The new classifier means that the specific technique described in the Amazon report is blocked in over 99% of cases. In a very small fraction of cases the model may provide information that isn’t detailed enough to help a cyberattacker. As we describe below, the model’s safeguards are not expected to block all low-risk routine cyberdefense capabilities—just those that are potentially harmful. Researchers from the US Department of Commerce’s Center for AI Standards and Innovation (CAISI) have tested both our prior and new safeguards and agree that they are extraordinarily strong.
The new classifier also comes at the cost of flagging benign requests more often during routine coding and debugging tasks. As with all our safeguards, we’ll continue to refine this to better distinguish genuine misuse from legitimate requests and reduce false positives.
Our approach to cybersecurity safeguards
Claude Mythos 5 can be used to find and exploit software vulnerabilities more effectively than any other model—and all but the most skilled human security experts. These prodigious cybersecurity capabilities make it uniquely attractive to malicious actors who wish to misuse it in cyberattacks.
Claude Fable 5, however, provides no such unique offensive capabilities. This is because we launched it with the strongest safeguards we’ve ever applied to a model. In the month prior to launch, we transferred staff from various teams within Anthropic to double the number of researchers and engineers working on this problem.
Fable 5 launched with a variety of safety mechanisms, each of which alone does not provide perfect defense but when combined make the model very difficult to misuse (an approach known as “defense in depth”). Some defenses involve training the model to decline to assist with dangerous requests; others involve retroactively analyzing patterns of misuse.
One particularly important safety mechanism involves classifiers—smaller automated AI systems that, during an interaction, detect when the model is asked to perform a potentially harmful cybersecurity task (or produces potentially harmful outputs). When this occurs, the classifiers block the model from responding to requests. The ultimate goal of these classifiers is to prevent the model from engaging in uniquely dangerous behaviors.
Like all safety mechanisms, classifiers can make mistakes. They sometimes fail to notice potentially dangerous content, and in some cases they can be deliberately “jailbroken”: users can prompt the model in unusual ways to trick the classifiers and get the model to produce harmful outputs that the system should have blocked.
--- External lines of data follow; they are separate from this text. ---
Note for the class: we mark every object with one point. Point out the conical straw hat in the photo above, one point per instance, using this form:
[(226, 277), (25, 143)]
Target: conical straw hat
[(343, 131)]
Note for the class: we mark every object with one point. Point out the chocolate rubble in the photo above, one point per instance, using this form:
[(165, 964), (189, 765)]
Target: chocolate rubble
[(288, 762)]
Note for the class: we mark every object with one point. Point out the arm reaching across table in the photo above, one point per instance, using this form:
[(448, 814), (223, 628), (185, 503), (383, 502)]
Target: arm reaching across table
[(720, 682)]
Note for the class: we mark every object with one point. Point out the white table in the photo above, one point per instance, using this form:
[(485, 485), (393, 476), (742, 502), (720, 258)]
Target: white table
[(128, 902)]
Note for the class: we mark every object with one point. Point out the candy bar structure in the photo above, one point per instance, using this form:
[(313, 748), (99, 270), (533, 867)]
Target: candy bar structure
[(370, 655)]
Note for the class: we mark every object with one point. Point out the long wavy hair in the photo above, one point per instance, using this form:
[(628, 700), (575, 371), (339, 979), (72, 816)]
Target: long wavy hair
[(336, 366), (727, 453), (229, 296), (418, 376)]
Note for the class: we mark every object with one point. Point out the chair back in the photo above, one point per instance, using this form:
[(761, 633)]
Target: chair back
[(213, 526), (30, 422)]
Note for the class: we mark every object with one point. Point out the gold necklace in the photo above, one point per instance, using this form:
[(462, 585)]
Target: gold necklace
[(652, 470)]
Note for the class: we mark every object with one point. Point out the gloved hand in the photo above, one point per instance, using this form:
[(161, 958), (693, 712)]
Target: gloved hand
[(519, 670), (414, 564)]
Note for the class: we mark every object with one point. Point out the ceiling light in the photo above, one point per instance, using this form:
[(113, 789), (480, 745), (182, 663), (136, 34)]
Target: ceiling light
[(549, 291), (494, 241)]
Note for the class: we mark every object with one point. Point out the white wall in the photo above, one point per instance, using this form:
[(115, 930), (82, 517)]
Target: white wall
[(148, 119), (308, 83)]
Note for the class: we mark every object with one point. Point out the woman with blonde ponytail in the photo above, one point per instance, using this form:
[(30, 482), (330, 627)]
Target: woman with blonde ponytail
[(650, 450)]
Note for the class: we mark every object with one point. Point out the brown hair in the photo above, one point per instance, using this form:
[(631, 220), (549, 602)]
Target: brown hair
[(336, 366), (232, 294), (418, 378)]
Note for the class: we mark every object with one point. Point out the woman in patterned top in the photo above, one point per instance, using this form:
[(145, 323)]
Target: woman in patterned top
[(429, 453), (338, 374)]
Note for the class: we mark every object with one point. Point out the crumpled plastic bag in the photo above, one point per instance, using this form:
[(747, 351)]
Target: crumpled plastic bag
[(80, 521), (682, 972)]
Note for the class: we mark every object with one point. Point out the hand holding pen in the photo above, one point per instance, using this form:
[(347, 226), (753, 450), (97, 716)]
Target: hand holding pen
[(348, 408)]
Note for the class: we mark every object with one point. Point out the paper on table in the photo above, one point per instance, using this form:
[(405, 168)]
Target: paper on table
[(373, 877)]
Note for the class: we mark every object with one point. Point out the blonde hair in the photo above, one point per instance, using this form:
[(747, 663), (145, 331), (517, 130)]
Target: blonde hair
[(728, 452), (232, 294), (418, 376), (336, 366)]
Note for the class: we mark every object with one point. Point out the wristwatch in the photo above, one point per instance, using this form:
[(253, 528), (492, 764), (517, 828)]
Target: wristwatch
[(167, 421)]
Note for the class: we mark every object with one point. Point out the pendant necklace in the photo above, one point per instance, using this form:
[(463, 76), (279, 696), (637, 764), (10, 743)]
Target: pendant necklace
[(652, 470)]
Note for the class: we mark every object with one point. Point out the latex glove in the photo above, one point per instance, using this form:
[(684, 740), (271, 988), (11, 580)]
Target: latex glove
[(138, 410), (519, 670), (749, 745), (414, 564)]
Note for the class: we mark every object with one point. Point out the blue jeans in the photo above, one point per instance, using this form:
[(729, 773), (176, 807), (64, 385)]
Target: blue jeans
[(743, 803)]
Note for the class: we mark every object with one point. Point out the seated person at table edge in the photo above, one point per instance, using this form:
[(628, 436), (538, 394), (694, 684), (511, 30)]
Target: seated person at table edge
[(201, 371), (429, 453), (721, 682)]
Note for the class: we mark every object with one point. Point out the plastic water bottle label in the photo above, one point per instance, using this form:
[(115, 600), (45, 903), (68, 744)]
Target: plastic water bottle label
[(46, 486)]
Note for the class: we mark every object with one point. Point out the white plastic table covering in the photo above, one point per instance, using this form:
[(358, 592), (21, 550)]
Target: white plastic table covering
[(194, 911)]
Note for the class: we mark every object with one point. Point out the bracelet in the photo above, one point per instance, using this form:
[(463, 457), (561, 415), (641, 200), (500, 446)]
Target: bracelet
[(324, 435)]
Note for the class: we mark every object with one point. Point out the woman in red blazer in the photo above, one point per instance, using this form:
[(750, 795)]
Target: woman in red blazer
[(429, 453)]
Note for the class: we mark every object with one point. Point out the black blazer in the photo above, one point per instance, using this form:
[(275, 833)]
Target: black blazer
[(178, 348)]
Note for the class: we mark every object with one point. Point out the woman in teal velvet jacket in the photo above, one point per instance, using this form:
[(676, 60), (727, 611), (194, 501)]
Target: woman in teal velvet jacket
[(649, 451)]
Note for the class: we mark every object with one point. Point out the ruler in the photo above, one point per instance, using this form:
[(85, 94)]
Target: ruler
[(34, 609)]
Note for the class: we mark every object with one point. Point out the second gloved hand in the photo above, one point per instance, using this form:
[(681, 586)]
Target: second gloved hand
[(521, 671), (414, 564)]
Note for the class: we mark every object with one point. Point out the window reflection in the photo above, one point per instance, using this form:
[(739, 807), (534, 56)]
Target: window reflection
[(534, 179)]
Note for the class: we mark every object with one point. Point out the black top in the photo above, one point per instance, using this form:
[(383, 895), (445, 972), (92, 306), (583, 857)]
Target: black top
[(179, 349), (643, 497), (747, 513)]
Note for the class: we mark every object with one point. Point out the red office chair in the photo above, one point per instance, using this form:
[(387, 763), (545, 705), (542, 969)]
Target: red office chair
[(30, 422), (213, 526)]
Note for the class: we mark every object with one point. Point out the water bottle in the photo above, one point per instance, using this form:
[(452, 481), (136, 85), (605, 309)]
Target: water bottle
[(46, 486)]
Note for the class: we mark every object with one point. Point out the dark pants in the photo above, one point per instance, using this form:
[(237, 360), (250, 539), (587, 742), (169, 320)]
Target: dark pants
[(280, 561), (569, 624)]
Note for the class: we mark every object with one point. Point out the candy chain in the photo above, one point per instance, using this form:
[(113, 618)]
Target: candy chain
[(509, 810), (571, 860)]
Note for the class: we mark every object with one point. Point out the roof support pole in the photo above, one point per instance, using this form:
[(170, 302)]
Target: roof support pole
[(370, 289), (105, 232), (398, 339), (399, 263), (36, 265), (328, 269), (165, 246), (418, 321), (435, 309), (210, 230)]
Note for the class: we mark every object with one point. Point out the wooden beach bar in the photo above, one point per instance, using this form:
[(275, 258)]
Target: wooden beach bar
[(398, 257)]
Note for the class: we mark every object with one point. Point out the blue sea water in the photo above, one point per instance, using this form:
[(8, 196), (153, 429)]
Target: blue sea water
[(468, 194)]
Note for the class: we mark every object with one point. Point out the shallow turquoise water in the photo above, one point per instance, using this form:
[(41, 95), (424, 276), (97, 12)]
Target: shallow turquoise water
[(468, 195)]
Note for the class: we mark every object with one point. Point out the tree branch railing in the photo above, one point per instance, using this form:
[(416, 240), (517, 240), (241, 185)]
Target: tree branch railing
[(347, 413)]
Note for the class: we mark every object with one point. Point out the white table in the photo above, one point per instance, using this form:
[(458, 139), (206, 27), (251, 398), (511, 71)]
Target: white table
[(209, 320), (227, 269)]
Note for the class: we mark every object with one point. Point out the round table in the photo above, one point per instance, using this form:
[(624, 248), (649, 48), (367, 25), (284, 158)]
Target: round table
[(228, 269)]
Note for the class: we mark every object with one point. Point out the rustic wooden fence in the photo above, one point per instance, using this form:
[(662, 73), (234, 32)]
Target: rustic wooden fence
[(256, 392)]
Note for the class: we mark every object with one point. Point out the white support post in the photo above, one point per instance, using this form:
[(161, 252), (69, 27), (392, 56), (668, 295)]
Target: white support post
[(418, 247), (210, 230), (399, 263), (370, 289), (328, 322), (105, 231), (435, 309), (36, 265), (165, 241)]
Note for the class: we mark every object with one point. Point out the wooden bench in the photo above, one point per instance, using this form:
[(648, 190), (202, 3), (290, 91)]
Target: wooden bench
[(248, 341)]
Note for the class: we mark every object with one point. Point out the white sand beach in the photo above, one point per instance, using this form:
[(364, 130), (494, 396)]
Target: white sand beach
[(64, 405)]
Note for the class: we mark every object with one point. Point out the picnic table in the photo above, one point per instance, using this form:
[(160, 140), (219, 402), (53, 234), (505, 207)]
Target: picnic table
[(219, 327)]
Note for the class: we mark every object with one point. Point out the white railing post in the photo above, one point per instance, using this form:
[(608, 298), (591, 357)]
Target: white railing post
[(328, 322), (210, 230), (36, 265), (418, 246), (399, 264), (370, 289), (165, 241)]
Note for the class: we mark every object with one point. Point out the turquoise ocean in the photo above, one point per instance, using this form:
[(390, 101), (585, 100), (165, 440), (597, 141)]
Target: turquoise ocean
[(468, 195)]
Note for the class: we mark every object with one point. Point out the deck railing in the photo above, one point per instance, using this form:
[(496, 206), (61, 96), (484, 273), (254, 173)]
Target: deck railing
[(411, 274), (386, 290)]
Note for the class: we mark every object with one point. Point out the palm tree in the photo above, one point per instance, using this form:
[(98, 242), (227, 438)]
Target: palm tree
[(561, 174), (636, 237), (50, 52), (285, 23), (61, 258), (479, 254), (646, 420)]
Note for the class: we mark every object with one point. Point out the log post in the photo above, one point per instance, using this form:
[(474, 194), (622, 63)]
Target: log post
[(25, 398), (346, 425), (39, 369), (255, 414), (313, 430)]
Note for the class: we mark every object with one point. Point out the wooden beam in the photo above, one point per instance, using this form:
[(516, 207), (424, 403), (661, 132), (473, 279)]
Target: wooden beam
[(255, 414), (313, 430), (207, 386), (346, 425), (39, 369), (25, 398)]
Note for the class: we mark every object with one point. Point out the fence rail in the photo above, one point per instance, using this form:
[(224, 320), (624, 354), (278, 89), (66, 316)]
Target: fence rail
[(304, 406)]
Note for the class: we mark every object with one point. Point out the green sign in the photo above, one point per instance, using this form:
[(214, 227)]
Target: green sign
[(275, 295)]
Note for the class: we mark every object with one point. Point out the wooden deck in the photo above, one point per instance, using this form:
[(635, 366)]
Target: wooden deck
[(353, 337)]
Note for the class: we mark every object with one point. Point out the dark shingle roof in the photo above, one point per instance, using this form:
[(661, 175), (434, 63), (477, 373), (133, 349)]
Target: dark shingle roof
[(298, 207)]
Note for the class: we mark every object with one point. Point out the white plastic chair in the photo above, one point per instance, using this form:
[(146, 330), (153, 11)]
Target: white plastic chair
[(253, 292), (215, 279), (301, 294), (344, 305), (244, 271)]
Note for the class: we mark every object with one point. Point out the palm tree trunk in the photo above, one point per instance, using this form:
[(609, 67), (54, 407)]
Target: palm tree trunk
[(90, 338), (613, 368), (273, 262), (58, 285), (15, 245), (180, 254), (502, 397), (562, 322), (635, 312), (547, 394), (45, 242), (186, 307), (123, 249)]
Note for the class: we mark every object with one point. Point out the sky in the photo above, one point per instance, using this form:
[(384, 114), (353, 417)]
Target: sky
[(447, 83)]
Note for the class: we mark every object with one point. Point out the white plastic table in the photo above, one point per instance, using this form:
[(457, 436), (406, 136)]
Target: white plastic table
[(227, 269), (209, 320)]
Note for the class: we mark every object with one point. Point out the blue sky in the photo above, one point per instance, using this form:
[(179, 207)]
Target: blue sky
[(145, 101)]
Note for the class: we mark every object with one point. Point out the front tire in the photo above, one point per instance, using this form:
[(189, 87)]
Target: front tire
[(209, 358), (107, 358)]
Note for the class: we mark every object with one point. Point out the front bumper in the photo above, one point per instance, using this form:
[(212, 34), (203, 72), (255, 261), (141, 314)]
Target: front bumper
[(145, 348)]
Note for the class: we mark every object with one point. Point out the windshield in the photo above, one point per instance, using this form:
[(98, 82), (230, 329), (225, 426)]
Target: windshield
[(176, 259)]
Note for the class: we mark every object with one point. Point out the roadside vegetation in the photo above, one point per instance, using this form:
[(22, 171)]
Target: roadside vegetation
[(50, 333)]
We therefore deliberately set the safety classifiers to trigger on a set of requests that we know are likely benign. This “safety margin” approach means that a request has to look very clearly safe to avoid triggering the classifier. Users experience the safety margin as a model refusing to respond to some reasonable, non-harmful requests.
For Fable 5, we made this safety margin much larger than in any prior launch, meaning that many more benign requests would be blocked. We understood that these kinds of false positives would be frustrating for users, but made this tradeoff in the interest of making the model’s other capabilities widely available.
The safety margin also helps mitigate jailbreaks. Many jailbreaks are narrow: they unblock a very specific model behavior but nothing more. In some cases, a hypothetical user can jailbreak the model in a minor way and intrude into the safety margin (or sometimes into ambiguously harmful behavior), but not to the core harmful behaviors that we aim to block. Our view is that jailbreaks of Fable 5 reported so far fit into this minor category.
More serious jailbreaks unblock more harmful behaviors. Narrow harmful jailbreaks can elicit some specific harmful behaviors. These jailbreaks are typically of low to moderate severity, because the narrowness limits the attacker. The most concerning category is a universal jailbreak, which unblocks a wide range of harmful behaviors.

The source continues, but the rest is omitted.